Poi discuteteli con qualcuno di cui vi fidate. Come al solito, è indispensabile un professionista qualificato.

 

Così ciascuno di noi può iniziare:

  • a confrontarsi con una rappresentazione di ciò che sente in profondità
  • vedersela concretizzata e affrontabile / non affrontabile; accettabile / non accettabile contemporaneamente (paradossi da sanare ascoltando le proprie reazioni)
  • e a farlo insieme con qualcuno che ci sostiene –come un nuovo genitore reale- mentre si traggono le ispirazioni dal lavoro effettuato insieme.

 

C’è un legame tra questi esercizi e le decisioni -che traboccano come una goccia da un vaso- che Dario sta prendendo? Secondo me sì, ma io sono di parte. Per il resto vedete voi.

A me sconvolge come le persone siano semplici e i problemi altrettanto diretti, mai così complicati come invece appaiono quando li elucubriamo per anni -come facevo anch’io per lunghi periodi- senza condividerli con nessuno.

 

Luciana a questo esercizio ha risposto:

  • Io sono me e non sono te, e quindi…
  • –       Io non posso essere me stessa
  • –       E nemmeno andare per la mia strada
  • –       Quindi non riesco nemmeno a dire a te…. Che io sono me e non sono te (!)
  • –       Lo sento, ma non posso dirlo. Tu sei troppo debole e non lo sopporteresti
  • –       Io non posso… non posso… non posso
  • –       Posso solo farmi carico di te e delle tue aspettative.

 

E poi è scoppiata in un fiume di lacrime liberatorie che finalmente hanno fatto uscire la verità: da quando è bambina, è un continuo caricarsi quotidiano delle aspettative degli altri. Di tutti. A scapito di sé. Ogni santa mattina che si illumina su questa terra.

 

 

La verità, vi prego, sull’amore: cos’altro vale la pena? A che servono i tramonti e le albe se non sentiamo il permesso di goderceli?

Quanto è importante per Luciana l’aver iniziato questo cammino? Che senso ha chiedersi quanto durerà? Se ogni giorno starà meglio di ieri?

“Quanto durerà?” non è una domanda, è una paura che ha preso la via del dubbio.

 

La verità, vi prego, sull’amore: noi stessi siamo il nostro modo di darci e di dare amore.

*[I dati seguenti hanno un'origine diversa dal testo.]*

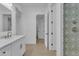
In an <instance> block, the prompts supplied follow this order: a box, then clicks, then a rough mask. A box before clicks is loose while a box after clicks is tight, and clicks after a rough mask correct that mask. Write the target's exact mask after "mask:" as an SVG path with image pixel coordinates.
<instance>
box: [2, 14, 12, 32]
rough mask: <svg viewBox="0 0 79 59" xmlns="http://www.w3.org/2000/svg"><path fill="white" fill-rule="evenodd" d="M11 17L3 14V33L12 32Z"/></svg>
mask: <svg viewBox="0 0 79 59" xmlns="http://www.w3.org/2000/svg"><path fill="white" fill-rule="evenodd" d="M11 25H12V24H11V15H10V14H3V32H4V31H11Z"/></svg>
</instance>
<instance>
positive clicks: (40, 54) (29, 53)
mask: <svg viewBox="0 0 79 59" xmlns="http://www.w3.org/2000/svg"><path fill="white" fill-rule="evenodd" d="M25 56H56V51H51V50H50V51H49V50H48V49H46V48H45V46H44V40H43V39H39V40H37V43H36V45H33V44H27V45H26V52H25Z"/></svg>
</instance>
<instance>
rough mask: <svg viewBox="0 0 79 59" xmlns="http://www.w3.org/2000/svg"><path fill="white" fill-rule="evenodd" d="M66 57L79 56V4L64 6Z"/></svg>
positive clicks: (74, 4) (69, 4)
mask: <svg viewBox="0 0 79 59" xmlns="http://www.w3.org/2000/svg"><path fill="white" fill-rule="evenodd" d="M64 55H65V56H79V3H65V4H64Z"/></svg>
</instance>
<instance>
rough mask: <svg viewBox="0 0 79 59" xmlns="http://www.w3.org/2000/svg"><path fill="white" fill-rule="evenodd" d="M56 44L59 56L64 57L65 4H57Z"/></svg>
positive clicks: (58, 3)
mask: <svg viewBox="0 0 79 59" xmlns="http://www.w3.org/2000/svg"><path fill="white" fill-rule="evenodd" d="M56 11H57V12H56V17H57V18H56V20H57V21H56V24H57V26H56V32H57V34H56V37H57V40H56V44H57V47H56V48H57V55H60V56H62V55H63V3H61V4H60V3H58V4H56Z"/></svg>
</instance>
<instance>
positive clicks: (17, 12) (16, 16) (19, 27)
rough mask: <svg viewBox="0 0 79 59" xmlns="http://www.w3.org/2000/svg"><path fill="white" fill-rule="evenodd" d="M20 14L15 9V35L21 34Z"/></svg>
mask: <svg viewBox="0 0 79 59" xmlns="http://www.w3.org/2000/svg"><path fill="white" fill-rule="evenodd" d="M20 22H21V12H20V11H19V10H18V9H17V8H16V34H17V35H18V34H21V32H20V31H21V27H20V26H21V24H20Z"/></svg>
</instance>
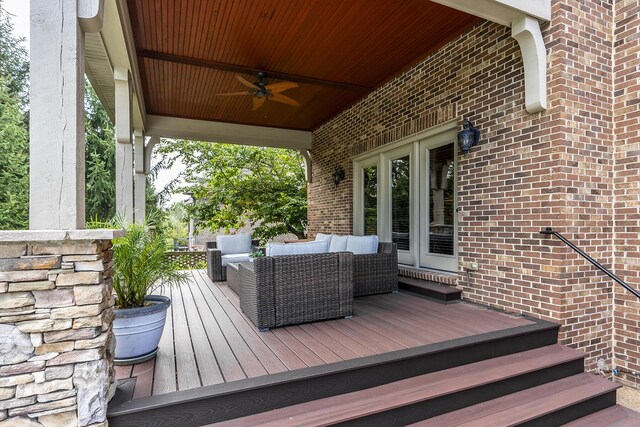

C’è un post-it in studio che dice: LA TERAPIA SI FA FUORI DA QUESTO STUDIO.

 

Ed è vero. Le persone portano a casa le loro risposte alle domande “e quindi?” e continuano a lavorarci, effettuando il vero lavoro di scavo, allenamento, ispirazione e reale cambiamento.

 

Molti mi chiedono: si può fare da soli? Io vi chiedo: Si può vivere da soli? Per certi versi assolutamente sì, per altri, completamente no. Quindi come al solito la risposta è paradossale: si deve molto fare da soli; non si può per niente fare da soli.

Nel mio studio c’è un altro post-it che dice: LA TERAPIA SI FA DENTRO NON FUORI.

 

Vale a dire dentro di sé. Dove se no?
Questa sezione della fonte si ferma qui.